Güncelleme Tarihi:
İlk olarak 1841 yılında ABD'de doğudan batıya giden malların kaydının tutulması ve sonrasında bunun “tüccarlar ajansı”na dönüşmesiyle başlayan süreç, 1900 yılında ABD'de halktan borçlanan belediyelerin borçlarını ödeyememesi üzerine, bunları en iyi ödeme olasılığına sahip olandan en kötüye sıralayan Moody's'in kurucusu John Moody'in geliştirdiği reyting kavramıyla daha da somutlaştı.
Kredi değerliliğinde ilk somut adım, ilk hareket tahmin edileceği üzere bankacılık ya da finans alanında değil, ABD'de 1841 yılında ticari hayatta ortaya çıktı. ABD'nin doğusunu gelişmiş, batısının ise gelişmekte olan bir görünümde olduğu, iç savaşın henüz yaşanmadığı yıllarda mal akımı doğudan batıya giderken, doğudan giden malları satın alan batıdaki şirketlerin kaydı tutulmaya, kütük şeklinde sicili oluşturulmaya başlandı.
Bunun sonucunda New York'ta “tüccarlar ajansı” şeklinde nitelendirilebilecek bir oluşum başladı. Doğulu bir tüccar, batılı şirkete mal satarken sicile bakarak mal satmayı düşündüğü kişinin durumunun ne olduğuna, daha önce başka tüccarlara parasını ödeyip ödemediğine baktı. Bu hareket, 1856 yılında Kanada ve Londra'ya sıçrarken, burada da benzer girişimler görüldü.
Bu, bir şirketin veya tüccarın kredi değerliliğini anlamaya yönelik hareket niteliği taşıdı.
Dünyada 1841'deki ilk kredi derecelendirme oluşumunun mimarı olan Louis Lewis Tappan'ın kurduğu şirket, şu anda hala Dun & Bradstreet olarak devam ediyor.
Reyting denilen konsept de 1900 yılında Moody's'in kurucusu olan John Moody isimli kişinin yaptıklarıyla somutlaştı. O dönemde ABD'de yerel idareler kağıt çıkararak halktan borçlanırken, belediyeler borçlarını ödeyemez hale geldi ve bu kağıtları alan halk parasını alamadı. Moody de bir el kitabı hazırlayarak, yerel idareleri ödeme olasılığı olan en iyi olandan en kötüye doğru sıralama yaptı.

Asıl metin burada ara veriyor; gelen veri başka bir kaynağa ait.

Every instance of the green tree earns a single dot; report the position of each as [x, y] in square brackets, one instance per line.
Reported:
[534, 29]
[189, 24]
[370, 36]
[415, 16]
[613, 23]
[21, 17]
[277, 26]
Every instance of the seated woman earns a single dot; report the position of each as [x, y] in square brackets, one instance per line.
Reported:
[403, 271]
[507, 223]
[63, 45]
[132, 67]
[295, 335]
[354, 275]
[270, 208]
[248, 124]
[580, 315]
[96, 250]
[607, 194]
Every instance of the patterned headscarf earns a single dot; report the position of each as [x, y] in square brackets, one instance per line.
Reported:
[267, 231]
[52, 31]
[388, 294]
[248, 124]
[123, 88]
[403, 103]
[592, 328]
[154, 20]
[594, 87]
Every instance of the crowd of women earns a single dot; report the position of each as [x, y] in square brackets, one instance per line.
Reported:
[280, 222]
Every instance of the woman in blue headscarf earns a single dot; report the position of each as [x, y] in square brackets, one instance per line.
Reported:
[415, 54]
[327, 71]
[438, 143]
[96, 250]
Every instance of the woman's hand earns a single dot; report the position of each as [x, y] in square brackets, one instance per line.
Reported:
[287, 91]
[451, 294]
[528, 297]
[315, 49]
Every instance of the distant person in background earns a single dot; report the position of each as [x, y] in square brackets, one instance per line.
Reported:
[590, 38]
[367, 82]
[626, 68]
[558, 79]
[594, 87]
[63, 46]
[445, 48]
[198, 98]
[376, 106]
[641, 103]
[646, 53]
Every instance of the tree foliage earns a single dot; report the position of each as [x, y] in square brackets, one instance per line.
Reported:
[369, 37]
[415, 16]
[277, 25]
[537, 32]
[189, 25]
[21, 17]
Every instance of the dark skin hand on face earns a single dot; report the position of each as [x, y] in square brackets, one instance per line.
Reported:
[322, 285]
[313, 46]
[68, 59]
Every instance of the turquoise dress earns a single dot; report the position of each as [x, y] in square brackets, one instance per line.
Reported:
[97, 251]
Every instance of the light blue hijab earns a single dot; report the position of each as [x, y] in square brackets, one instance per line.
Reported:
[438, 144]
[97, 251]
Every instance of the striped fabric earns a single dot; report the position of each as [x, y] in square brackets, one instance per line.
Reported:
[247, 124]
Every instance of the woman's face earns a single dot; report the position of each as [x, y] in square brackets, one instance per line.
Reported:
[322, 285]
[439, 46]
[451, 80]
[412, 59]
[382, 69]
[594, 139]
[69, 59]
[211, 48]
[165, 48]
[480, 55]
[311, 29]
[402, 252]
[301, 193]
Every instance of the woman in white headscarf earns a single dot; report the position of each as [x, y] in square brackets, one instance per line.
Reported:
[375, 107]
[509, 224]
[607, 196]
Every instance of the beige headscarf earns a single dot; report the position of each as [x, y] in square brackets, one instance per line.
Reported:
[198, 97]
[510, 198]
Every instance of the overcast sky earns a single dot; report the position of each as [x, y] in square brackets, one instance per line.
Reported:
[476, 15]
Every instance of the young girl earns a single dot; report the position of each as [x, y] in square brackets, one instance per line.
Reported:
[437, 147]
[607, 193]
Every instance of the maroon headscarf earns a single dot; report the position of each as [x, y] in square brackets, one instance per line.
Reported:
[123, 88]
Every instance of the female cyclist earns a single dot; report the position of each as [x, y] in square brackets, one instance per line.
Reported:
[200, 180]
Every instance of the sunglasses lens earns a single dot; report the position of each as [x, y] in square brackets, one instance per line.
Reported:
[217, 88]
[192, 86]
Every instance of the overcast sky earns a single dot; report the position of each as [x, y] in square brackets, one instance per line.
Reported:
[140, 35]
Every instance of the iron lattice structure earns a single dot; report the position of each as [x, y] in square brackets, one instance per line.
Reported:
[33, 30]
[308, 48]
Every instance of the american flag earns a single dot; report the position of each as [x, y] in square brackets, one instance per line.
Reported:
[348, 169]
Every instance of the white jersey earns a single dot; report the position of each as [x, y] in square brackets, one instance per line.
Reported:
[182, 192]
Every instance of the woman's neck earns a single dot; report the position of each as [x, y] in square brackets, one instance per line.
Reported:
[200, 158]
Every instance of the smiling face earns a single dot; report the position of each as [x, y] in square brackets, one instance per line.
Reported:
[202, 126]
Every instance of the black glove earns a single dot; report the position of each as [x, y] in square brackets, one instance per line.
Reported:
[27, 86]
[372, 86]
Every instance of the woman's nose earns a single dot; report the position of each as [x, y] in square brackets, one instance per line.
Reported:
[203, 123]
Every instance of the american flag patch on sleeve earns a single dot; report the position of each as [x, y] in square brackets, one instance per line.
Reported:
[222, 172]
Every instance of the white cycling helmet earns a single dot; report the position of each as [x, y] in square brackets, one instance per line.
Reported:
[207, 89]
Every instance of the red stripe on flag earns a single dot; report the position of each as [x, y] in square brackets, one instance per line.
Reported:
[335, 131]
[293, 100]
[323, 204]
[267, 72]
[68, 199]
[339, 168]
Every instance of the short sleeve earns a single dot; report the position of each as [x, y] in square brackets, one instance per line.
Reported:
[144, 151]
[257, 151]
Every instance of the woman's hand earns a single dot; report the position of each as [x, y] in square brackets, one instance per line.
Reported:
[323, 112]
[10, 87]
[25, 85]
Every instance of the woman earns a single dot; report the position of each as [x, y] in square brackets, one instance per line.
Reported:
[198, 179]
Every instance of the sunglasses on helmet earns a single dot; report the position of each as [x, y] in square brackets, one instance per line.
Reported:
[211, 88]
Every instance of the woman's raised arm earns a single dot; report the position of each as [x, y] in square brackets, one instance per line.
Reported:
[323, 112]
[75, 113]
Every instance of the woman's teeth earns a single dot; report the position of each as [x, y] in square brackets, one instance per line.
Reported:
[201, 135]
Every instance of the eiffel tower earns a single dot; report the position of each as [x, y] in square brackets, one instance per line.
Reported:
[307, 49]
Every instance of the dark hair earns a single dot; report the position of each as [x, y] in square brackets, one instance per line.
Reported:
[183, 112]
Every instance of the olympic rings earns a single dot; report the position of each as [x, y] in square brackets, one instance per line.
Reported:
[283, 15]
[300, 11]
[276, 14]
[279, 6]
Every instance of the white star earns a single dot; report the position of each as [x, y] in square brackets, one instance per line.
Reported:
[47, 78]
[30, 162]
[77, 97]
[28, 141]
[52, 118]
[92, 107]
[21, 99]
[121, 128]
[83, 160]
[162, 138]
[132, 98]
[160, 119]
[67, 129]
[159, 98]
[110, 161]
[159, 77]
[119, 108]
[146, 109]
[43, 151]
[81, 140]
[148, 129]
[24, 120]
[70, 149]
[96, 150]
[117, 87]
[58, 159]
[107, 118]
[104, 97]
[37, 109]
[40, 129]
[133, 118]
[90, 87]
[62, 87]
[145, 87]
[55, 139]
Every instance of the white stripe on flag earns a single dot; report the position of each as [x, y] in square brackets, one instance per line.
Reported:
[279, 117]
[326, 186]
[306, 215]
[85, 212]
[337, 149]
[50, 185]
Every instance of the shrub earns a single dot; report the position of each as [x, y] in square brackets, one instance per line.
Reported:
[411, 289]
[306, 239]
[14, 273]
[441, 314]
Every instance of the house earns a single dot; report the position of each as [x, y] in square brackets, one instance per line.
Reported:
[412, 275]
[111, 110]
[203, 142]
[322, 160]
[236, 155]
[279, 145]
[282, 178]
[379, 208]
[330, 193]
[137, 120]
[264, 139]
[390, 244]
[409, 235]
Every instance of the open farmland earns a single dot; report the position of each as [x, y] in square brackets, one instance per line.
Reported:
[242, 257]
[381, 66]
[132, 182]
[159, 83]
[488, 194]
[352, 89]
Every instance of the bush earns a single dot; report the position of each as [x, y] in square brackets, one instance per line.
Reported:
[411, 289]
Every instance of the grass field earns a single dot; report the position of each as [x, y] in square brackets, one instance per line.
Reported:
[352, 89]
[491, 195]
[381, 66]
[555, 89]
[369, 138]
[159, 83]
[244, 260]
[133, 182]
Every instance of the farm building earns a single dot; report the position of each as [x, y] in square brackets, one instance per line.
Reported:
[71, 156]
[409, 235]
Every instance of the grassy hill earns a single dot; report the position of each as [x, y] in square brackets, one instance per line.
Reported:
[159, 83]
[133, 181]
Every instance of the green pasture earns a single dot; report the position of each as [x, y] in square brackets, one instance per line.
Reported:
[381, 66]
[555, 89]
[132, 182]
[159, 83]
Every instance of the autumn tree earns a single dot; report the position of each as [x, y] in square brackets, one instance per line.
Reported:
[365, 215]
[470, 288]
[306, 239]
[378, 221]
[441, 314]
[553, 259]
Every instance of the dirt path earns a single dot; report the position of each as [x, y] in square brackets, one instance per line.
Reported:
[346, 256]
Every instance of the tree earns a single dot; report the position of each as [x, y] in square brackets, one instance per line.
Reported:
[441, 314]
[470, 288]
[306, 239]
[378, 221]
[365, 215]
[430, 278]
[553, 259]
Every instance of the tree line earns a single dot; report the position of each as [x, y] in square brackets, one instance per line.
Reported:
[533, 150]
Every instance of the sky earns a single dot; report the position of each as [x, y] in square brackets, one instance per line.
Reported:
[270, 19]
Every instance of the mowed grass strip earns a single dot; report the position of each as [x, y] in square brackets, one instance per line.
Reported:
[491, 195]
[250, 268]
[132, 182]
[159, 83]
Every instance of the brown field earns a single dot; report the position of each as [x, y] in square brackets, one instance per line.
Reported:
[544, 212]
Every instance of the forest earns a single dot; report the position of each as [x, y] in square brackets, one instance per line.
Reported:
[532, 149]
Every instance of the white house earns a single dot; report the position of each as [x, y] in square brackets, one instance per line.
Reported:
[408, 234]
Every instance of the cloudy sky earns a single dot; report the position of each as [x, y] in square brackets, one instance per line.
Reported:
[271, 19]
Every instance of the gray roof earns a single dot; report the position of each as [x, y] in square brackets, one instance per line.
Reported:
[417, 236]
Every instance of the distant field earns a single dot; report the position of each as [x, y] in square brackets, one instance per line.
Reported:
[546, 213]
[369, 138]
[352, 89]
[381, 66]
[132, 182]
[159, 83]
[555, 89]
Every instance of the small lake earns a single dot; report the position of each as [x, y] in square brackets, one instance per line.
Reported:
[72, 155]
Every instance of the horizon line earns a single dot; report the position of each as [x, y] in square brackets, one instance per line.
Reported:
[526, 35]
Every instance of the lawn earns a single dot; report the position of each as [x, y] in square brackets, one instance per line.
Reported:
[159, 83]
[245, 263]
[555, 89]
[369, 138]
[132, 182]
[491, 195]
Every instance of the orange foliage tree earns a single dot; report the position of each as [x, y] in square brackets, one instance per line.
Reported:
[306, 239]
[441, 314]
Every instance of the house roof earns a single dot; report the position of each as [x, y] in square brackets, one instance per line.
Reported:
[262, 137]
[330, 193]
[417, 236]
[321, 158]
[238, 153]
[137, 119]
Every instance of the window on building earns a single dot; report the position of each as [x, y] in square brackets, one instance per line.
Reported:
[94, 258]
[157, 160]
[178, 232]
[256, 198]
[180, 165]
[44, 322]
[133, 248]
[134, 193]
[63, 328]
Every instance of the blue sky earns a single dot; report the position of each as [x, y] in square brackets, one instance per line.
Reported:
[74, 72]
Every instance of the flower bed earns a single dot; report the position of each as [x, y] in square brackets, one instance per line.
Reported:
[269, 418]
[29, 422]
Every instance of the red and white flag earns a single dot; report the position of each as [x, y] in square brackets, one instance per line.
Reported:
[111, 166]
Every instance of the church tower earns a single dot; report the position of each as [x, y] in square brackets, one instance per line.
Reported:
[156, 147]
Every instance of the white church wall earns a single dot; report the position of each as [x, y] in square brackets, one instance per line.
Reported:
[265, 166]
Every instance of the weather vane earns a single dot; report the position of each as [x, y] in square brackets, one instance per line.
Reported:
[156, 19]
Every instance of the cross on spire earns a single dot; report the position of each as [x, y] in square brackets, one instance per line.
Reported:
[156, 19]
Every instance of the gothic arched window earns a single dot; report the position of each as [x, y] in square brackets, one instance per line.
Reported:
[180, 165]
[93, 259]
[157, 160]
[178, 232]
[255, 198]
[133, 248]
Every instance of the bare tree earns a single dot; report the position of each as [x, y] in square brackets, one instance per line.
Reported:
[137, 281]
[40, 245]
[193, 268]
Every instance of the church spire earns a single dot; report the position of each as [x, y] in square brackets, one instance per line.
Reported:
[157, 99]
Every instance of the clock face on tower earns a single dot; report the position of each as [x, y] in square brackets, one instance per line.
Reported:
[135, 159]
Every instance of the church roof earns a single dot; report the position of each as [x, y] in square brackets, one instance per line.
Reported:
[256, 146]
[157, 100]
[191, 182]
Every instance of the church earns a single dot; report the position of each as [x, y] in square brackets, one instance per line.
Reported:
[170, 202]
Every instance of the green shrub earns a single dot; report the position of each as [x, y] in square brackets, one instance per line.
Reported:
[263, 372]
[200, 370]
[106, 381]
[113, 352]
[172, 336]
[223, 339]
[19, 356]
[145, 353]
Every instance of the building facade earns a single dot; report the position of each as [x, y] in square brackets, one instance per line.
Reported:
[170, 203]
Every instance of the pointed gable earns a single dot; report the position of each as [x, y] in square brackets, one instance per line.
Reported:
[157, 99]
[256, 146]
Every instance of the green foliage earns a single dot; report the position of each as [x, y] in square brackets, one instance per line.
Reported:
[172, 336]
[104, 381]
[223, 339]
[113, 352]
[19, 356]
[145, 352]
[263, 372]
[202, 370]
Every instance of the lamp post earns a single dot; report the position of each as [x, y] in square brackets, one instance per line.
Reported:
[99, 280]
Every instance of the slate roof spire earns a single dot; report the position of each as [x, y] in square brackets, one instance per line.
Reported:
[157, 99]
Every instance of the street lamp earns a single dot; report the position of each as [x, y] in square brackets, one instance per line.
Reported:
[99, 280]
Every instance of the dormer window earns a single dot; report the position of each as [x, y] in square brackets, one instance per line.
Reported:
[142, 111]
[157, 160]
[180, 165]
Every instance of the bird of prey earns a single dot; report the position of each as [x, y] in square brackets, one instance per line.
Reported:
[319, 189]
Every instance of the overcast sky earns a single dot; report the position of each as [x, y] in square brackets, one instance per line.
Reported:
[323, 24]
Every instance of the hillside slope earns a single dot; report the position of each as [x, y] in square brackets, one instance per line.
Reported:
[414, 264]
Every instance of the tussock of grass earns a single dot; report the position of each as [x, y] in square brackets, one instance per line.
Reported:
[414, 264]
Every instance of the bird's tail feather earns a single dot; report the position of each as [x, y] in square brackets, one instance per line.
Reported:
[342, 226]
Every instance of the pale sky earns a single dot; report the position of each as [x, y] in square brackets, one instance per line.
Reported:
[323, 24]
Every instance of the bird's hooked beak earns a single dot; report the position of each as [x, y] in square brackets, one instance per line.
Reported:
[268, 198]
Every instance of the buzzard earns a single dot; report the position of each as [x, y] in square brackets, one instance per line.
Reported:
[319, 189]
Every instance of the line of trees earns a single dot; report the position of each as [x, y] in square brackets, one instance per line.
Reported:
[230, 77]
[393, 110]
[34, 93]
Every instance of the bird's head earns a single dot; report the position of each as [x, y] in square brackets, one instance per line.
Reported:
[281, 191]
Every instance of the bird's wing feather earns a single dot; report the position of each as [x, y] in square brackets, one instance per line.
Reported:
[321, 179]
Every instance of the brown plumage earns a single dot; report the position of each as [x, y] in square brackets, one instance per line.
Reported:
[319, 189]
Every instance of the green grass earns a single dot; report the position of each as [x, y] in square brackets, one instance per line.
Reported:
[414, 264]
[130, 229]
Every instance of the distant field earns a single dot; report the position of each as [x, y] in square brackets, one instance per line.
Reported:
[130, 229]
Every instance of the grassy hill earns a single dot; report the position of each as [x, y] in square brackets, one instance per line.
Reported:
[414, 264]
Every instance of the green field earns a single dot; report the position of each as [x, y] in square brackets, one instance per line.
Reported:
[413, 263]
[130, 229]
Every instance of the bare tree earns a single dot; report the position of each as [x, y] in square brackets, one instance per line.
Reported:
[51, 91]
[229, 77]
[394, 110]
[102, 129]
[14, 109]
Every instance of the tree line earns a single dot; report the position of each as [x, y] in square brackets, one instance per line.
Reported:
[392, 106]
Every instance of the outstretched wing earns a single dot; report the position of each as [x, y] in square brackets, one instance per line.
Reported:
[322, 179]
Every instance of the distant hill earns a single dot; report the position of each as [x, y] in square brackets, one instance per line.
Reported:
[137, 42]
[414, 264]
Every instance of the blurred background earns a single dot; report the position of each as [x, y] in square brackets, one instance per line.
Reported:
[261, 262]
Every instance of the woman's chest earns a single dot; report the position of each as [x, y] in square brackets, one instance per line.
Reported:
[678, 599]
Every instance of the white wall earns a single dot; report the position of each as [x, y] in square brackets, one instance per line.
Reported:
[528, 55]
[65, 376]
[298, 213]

Moody, yatırımcıların tercihlerini yönlendirmek amacıyla “Moody's Manual of Industrial and Corporation Securities (Moody's'in Endüstri ve Şirket Menkul Kıymetleri)” başlıklı el kitabında firma borcu için derecelendirme yaparken, en yüksek kalitedeki borca “A”, orta kaliteye “B”, en düşük kalitedeki borca “C” derecelerini verdi.
Dolayısıyla dünyada ilk olarak 1841'de ticari hayatta başlayan kredi değerliliği, yarım yüzyıldan sonra 20. yüzyılın başında finansal kesime sıçrıyor.
Dünyadaki ilk kredi değerleme şirketi Louis Lewis Tappan tarafından 1841'de kurulurken, 1850'li yıllarda Cincinati'de avukatlık yapan John Bradstreet'in kurduğu şirket ile birlikte söz konusu iki şirket, ABD'de büyük buhrana kadar ayrı ayrı faaliyet gösterirken, sonrasında “Dun & Bradstreet” olarak birleşti.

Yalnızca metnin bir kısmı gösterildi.